New book: "Durable Ethnicity Mexican Americans and the Ethnic Core" by Edward Telles and Christina A. Sue

Event Date: 

Monday, December 30, 2019 - 12:00am

Durable Ethnicity: Mexican Americans and the Ethnic Core

Edward Telles and Christina A. Sue

Mexican Americans are unique in the panoply of American ethno-racial groups in that they are the descendants  of the largest and   longest lasting immigration stream in US history. Today, there are  approximately 24 million Americans of Mexican descent living in   the United States, many of whose families have been in the US for several generations. In Durable Ethnicity, Edward Telles and Christina A. Sue examine the meanings behind being both American and ethnically Mexican for contemporary Mexican Americans.

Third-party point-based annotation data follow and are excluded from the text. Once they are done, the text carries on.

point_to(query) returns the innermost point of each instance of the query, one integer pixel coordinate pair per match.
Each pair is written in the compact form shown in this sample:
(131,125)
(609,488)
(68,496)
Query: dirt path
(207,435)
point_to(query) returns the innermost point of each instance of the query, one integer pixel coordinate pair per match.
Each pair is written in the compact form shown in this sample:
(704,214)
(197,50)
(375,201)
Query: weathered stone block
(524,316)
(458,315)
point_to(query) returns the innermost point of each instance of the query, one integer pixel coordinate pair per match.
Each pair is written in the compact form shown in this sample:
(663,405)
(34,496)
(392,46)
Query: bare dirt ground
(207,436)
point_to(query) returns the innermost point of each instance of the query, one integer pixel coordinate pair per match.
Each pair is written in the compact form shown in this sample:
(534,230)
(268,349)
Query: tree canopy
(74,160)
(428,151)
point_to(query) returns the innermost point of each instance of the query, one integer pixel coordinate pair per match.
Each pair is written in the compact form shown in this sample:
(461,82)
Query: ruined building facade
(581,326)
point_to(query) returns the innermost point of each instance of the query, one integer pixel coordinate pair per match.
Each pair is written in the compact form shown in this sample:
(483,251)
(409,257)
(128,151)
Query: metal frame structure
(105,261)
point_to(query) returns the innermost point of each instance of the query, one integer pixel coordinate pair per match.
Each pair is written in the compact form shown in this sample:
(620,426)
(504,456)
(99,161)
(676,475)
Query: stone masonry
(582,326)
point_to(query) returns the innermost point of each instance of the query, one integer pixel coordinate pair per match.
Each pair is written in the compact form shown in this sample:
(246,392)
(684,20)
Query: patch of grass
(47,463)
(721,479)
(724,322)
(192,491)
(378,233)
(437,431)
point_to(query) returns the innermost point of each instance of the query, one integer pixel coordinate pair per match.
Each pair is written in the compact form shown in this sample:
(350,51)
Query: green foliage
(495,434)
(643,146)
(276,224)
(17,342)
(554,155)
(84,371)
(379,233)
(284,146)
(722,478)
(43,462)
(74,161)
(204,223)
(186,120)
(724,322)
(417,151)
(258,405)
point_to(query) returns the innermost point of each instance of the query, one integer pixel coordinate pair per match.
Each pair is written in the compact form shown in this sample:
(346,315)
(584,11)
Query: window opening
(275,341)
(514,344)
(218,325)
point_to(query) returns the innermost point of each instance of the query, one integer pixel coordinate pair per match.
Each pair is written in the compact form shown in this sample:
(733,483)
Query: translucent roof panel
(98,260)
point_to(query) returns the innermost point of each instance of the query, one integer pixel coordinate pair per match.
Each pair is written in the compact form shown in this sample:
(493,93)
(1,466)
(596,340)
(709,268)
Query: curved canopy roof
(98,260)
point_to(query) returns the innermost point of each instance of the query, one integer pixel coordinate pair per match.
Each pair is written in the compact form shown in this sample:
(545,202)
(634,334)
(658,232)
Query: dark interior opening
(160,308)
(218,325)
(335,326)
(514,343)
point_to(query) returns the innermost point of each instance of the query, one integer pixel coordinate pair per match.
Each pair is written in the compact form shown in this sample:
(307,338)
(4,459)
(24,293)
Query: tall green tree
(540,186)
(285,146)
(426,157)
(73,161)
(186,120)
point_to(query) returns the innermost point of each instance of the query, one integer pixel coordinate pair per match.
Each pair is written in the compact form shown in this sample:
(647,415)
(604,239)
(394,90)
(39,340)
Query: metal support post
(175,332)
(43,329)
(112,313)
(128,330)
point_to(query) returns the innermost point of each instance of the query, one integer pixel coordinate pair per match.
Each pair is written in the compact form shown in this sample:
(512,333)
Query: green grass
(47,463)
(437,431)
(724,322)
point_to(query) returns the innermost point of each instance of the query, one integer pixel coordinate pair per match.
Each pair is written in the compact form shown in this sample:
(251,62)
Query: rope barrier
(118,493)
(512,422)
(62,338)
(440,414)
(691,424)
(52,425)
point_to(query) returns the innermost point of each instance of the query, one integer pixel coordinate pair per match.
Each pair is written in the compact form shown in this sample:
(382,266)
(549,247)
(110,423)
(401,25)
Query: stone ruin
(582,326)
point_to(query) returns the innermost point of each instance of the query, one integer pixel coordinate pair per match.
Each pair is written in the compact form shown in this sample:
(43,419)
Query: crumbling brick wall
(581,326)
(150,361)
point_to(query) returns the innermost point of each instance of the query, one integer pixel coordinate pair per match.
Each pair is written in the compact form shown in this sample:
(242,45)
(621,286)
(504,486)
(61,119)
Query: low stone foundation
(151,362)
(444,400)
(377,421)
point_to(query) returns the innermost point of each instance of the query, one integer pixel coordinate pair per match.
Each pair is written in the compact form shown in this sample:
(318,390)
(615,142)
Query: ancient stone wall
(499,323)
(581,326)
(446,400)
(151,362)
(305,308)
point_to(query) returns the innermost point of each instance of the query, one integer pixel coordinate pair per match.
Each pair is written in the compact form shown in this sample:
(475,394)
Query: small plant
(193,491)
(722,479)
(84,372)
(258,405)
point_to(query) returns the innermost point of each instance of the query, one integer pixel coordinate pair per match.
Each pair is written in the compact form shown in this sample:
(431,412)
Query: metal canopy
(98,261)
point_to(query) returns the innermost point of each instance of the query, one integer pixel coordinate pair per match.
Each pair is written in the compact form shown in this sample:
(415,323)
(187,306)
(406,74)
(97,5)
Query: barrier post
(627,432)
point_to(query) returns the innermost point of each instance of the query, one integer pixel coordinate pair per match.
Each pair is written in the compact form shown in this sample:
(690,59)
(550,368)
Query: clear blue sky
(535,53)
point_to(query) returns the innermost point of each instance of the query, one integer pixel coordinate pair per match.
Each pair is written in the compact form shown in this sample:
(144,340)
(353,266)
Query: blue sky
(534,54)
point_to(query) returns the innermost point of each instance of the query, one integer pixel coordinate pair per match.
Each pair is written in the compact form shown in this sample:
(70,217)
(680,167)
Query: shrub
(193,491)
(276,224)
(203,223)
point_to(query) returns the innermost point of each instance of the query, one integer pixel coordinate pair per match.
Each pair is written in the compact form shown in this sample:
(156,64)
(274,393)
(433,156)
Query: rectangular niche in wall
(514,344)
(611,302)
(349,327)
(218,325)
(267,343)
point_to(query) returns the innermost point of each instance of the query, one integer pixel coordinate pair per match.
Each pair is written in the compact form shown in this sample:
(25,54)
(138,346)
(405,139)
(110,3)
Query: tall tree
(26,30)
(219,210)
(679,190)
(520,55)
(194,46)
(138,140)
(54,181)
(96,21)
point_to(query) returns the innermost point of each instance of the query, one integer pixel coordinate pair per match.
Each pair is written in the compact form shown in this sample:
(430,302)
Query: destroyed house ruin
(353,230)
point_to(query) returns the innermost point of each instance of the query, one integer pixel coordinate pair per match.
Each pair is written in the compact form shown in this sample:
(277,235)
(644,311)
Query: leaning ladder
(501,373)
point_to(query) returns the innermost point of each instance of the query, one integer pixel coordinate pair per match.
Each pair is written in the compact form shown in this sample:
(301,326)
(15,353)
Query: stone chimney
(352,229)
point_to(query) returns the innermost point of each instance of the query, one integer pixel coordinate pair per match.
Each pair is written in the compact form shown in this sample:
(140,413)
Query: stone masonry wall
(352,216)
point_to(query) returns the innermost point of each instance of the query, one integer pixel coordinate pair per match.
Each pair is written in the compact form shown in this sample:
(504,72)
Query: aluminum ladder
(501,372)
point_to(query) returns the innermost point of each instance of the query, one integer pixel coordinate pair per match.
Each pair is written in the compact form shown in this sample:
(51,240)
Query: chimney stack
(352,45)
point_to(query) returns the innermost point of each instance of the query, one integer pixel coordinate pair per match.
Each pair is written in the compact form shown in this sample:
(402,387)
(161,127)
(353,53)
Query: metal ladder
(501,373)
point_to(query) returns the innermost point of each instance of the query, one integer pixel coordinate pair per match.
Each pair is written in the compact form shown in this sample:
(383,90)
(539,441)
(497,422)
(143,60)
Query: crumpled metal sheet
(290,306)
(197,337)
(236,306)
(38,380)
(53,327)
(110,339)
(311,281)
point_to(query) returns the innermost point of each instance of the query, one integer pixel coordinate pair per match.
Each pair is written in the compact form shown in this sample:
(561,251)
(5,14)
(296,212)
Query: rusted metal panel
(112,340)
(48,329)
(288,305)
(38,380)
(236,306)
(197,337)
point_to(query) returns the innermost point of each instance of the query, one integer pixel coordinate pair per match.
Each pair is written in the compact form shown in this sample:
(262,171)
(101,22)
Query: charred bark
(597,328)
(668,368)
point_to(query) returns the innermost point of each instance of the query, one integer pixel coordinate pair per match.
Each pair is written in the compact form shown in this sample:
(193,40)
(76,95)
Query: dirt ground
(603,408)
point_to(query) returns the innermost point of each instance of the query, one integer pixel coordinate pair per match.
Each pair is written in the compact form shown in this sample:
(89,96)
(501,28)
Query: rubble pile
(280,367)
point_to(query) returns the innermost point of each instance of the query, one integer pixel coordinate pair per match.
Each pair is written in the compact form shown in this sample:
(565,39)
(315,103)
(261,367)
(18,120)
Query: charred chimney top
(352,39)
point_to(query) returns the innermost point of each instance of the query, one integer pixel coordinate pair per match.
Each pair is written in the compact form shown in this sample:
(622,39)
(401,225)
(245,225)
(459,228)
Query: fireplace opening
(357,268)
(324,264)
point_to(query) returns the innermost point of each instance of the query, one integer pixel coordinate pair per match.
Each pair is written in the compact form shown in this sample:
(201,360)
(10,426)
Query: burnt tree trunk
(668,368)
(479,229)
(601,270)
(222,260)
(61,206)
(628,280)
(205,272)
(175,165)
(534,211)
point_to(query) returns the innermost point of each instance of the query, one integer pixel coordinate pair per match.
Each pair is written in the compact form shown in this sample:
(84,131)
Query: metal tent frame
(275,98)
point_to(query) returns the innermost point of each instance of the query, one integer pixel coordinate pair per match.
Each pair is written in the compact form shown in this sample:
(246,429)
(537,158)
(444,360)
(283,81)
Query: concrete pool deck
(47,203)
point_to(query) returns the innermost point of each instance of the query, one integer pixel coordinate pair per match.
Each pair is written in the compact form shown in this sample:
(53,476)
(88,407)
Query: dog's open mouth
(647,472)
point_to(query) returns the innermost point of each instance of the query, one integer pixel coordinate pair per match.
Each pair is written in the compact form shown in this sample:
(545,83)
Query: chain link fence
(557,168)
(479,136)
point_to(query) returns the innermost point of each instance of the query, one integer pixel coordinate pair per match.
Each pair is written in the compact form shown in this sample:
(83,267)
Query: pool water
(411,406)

Rooted in a large-scale longitudinal and representative survey of Mexican Americans living in San Antonio and Los Angeles across 35 years, Telles and Sue draw on 70 in-depth interviews and over 1,500 surveys to examine how Mexicans  Americans construct their identities and attitudes related to ethnicity, nationality, language, and immigration. In doing so, they highlight the primacy of their American identities and variation in their ethnic identities, showing that their experiences range on a continuum from symbolic to consequential ethnicity, even into the fourth generation. Durable Ethnicity offers a comprehensive exploration into how, when, and why ethnicity matters for multiple generations of Mexican Americans, arguing  that their experiences are influenced by an ethnic core, a set of structural and institutional forces that promote and sustain ethnicity.